4. Behaviour rules I want to follow

Tools and products are one thing. Behaviour is another.

From all the reading and watching, my personal rules start to look like this:

Rule 1 – Only invest money that can stay for years

Layer 3 money should be money I don’t need next year.

If I might need it for a house deposit soon or for a big life change, it probably belongs in Layers 1 or 2, not in volatile stocks.

Rule 2 – Understand what I’m buying (circle of competence)

Before I put money in anything, I ask:

  • What exactly is this product?

  • How does it make money?

  • What could realistically go wrong?

This echoes Buffett’s idea of staying within what you truly understand and avoiding things you can’t value. GuruFocus

If I can’t explain it simply to myself, I’m not ready to put real money there.
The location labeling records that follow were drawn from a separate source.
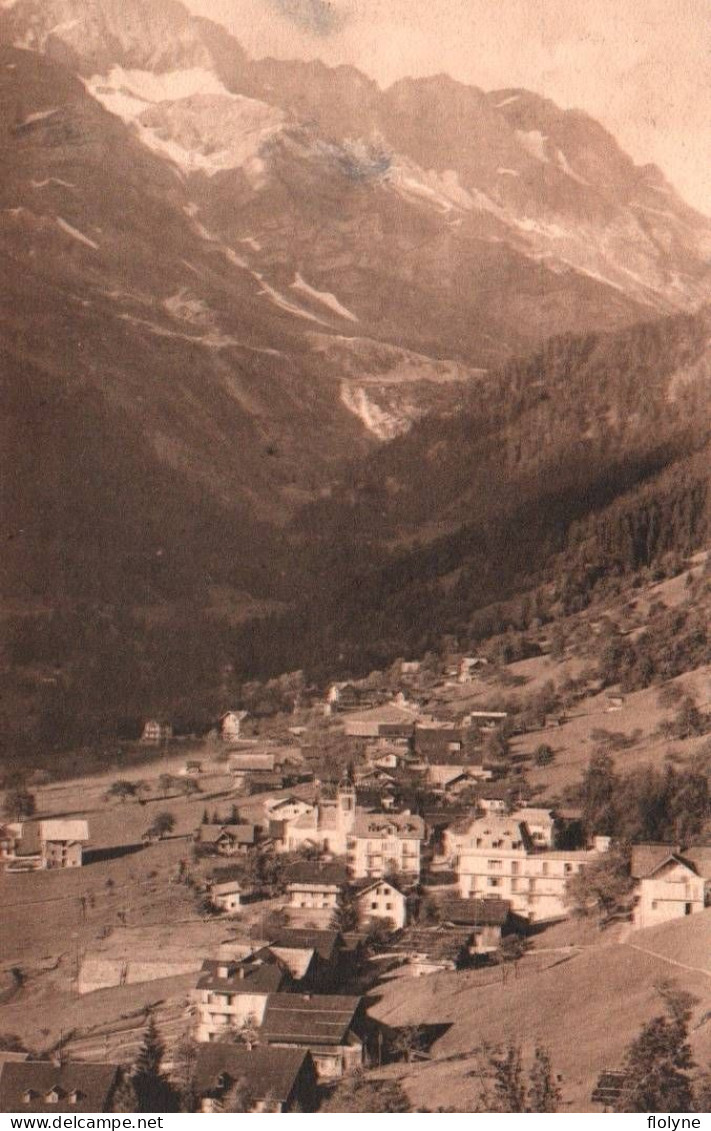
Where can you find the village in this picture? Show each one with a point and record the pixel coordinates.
(295, 901)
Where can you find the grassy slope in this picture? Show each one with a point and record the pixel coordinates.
(586, 1010)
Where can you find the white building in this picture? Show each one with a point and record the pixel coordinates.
(382, 844)
(226, 896)
(326, 826)
(230, 994)
(379, 901)
(231, 725)
(670, 883)
(497, 857)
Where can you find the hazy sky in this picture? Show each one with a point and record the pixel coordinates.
(642, 67)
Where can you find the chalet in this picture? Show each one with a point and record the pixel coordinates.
(326, 826)
(61, 842)
(468, 667)
(231, 725)
(155, 733)
(431, 950)
(379, 900)
(315, 887)
(43, 1086)
(439, 741)
(249, 762)
(312, 957)
(367, 724)
(349, 697)
(330, 1027)
(227, 839)
(450, 779)
(10, 836)
(267, 1079)
(381, 844)
(540, 823)
(487, 918)
(495, 856)
(231, 993)
(226, 895)
(670, 883)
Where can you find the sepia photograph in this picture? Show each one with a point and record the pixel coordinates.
(355, 588)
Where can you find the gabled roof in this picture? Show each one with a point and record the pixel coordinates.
(249, 762)
(63, 829)
(90, 1084)
(647, 858)
(406, 826)
(242, 834)
(362, 888)
(310, 1019)
(315, 872)
(267, 1071)
(246, 976)
(324, 943)
(476, 912)
(387, 715)
(701, 860)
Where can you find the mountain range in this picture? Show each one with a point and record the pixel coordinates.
(259, 307)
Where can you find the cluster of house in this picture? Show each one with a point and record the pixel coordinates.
(26, 846)
(268, 1078)
(156, 732)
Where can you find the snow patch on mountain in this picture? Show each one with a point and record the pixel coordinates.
(128, 93)
(563, 163)
(76, 234)
(534, 141)
(324, 298)
(278, 300)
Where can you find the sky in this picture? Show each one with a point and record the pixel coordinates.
(641, 67)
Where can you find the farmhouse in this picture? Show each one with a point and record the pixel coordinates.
(226, 895)
(487, 918)
(43, 1086)
(61, 842)
(386, 843)
(227, 839)
(379, 900)
(330, 1027)
(312, 957)
(326, 826)
(367, 724)
(315, 887)
(670, 883)
(267, 1079)
(155, 733)
(231, 993)
(231, 725)
(496, 856)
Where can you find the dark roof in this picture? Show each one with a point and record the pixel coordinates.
(243, 977)
(268, 1071)
(647, 858)
(324, 942)
(315, 1019)
(210, 834)
(476, 912)
(608, 1088)
(93, 1085)
(314, 872)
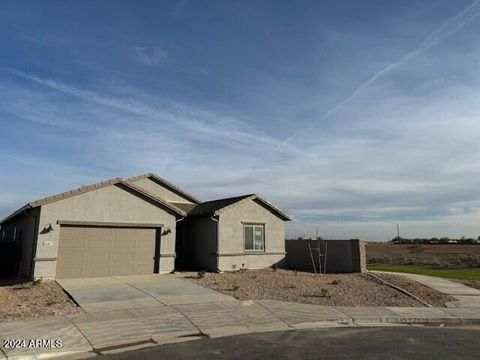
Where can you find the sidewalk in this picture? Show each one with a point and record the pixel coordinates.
(120, 330)
(467, 296)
Rule 3 – Avoid big mistakes first

I’m not trying to be a genius. I just want to avoid blowing myself up.

Big red flags for me:

  • “Guaranteed high return” + “no risk”

  • Heavy pressure to “join now”, FOMO tactics

  • Complicated structures I don’t understand

  • Products that behave more like gambling than investing

This follows the spirit of “don’t lose money” and keeping a margin of safety. Morningstar

Rule 4 – Prefer boring, diversified, and dividend-friendly

From Pak Lo’s stories, I like how much of his wealth comes from dividends of solid companies, not from gambling on the hottest story. Bisnis Market

For my own plan, that translates into:

  • Favouring index funds and broad funds over individual stock bets, especially at the beginning

  • If I pick a few individual stocks, preferring companies with:

    • sustainable profits

    • reasonable valuations

    • a history (or policy) of paying dividends

It doesn’t have to be perfect. Just tilted toward quality + patience instead of drama.

Rule 5 – Let time and consistency do the heavy lifting

Even Buffett talks about continuing to buy regularly and letting compounding work over time. FinanceBuzz

A practical version for me:

  • Decide a small, realistic monthly amount

  • Put it into my chosen fund(s) every month (dollar-cost averaging)

  • Check my whole plan maybe 1–2 times a year, not every day


5. A simple checklist before I say “yes” to any investment

To keep myself grounded, I can run through this quick checklist before buying anything that claims to be an “investment”:

  1. Which layer is this from?

    • If it’s emergency money → stop.

  2. Do I understand how it works?

    • If I can’t explain it in simple language → pause and study.

  3. What is the worst-case scenario?

    • Could I handle a 30–50% drop emotionally and practically?

  4. Is there real value underneath, or just a story?

    • For example: real business, real cash flow, real assets.

  5. What are the fees, taxes, and conditions?

    • Is there a lock-up? High management fee? Penalties for early withdrawal?

  6. Am I doing this because of FOMO?

    • If yes, probably not a good reason.

  7. Does this match my 10-year map?

    • Or is it a random side bet that doesn’t fit my plan?

If something cannot pass this checklist calmly, it probably doesn’t fit the slow, steady, Buffett-plus-Pak-Lo style I want.


6. Closing: a slow map is still a map

After writing this mini-series, my own picture of “investing” feels much calmer:

  • Savings / emergency fund protect my today

  • Deposits protect my near future

  • Bonds and stocks (often through funds) help grow my far future

I don’t need to become a professional trader or a genius stock picker.
I just need:

  • a clear structure,

  • a realistic time horizon,

  • and behaviour rules I can actually follow.

Some months, I may only top up savings.
Some months, a bit goes to deposits.
Some months, a small, automatic amount flows into index funds.

On the outside, it may look slow and boring.
But on the inside, it’s me quietly building a life with more stability, clarity, and choice.

And that, for me, is already a good definition of “long-term growth”.